Father Mike Schwarte, the pastor in Petersburg, leads two parishes separated by a glacier, and pilots a small plane between them. He tells a compelling story of personal conversion and reflects his delight in bringing the sacraments to people in southeast Alaska.
Father Agustin Mateo, pastor of a Latin American parish in Washington, DC, shows life in an urban, multi-cultural parish, where Sunday means Mass, religious education, and hospitality.

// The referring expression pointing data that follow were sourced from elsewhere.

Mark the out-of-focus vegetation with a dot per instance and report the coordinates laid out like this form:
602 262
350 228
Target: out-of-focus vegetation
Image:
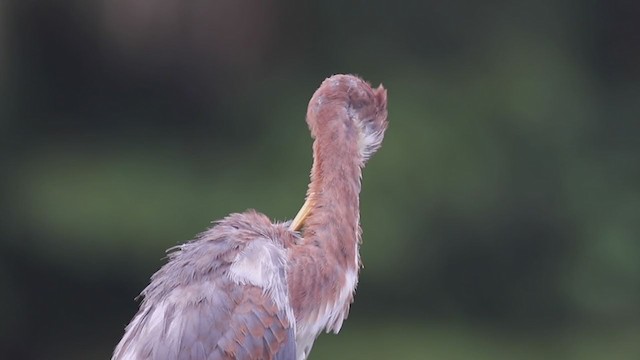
501 217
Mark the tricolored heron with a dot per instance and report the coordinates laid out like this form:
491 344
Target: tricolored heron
248 288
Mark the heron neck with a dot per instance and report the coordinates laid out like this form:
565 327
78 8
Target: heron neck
333 223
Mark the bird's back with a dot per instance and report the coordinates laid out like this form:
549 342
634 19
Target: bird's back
221 296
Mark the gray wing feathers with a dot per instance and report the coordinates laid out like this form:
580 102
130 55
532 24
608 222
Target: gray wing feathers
193 309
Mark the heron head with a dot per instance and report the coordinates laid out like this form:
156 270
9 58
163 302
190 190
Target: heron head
347 100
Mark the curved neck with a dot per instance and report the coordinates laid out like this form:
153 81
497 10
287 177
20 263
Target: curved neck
333 221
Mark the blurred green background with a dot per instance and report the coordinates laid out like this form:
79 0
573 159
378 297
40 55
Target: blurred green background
501 217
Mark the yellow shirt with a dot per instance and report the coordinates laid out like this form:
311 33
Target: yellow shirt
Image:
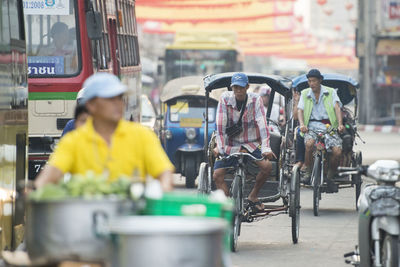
134 150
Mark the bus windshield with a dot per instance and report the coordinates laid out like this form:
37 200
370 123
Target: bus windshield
51 38
185 62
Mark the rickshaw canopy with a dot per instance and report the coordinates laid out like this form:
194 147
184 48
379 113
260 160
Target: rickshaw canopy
185 86
277 83
345 85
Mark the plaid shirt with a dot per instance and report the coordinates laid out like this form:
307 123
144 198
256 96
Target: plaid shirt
254 124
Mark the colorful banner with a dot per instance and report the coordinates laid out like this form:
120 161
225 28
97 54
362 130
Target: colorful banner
46 7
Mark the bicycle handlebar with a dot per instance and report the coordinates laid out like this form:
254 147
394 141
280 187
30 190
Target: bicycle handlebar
353 170
239 154
327 131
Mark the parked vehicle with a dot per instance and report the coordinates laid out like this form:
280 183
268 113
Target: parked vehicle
14 123
379 214
96 36
148 114
182 134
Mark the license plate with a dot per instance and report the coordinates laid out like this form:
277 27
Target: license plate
34 168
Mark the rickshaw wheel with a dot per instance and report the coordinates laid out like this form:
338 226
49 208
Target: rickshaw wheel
211 146
294 208
190 172
202 180
356 178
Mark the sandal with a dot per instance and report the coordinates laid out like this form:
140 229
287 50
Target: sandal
255 206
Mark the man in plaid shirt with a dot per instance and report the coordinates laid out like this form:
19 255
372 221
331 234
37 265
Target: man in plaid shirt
253 138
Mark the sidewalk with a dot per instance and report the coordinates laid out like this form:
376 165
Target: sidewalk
379 128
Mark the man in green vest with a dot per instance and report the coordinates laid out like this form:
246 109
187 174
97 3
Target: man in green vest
318 107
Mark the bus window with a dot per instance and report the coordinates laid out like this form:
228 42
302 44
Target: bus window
52 39
101 48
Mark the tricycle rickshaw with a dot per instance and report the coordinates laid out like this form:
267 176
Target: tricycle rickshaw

He highlights the strength he draws from the congregation and his belief that he can face anything because God provides for whatever is humanly lacking in him.
Sister Janet Gildea, MD and Sister Peggy Deneweth, RN, Sisters of Charity from Cincinnati, show life in the medical clinic they founded in El Paso, where they practice what they call "poverty medicine." Their work resembles that of the Charity sisters in pioneer days when they helped people along the frontier, they said.
Sister Mary Claudina Sanz, OSP, a member of the Oblate Sisters of Providence, directs the Mary Elizabeth Lange Center Baltimore, a home for troubled young women which is named for the Oblates' founder. Sister Claudina describes girls from the program who go to college and return to help others troubled as they once were. She speaks of her family in Belize where her parents with eight children took in three more who needed a home. At the Mary Elizabeth Lange Center, she provides similar warmth and care for young women.
Copies of the DVD are available for $10 each and copies of the videocassette are available at $15 each. They can be ordered through the USCCB Communications Department, Vocations Video, 3211 Fourth St., NE, Washington, DC 20017-1194. Orders should be accompanied by checks payable to USCCB Communications.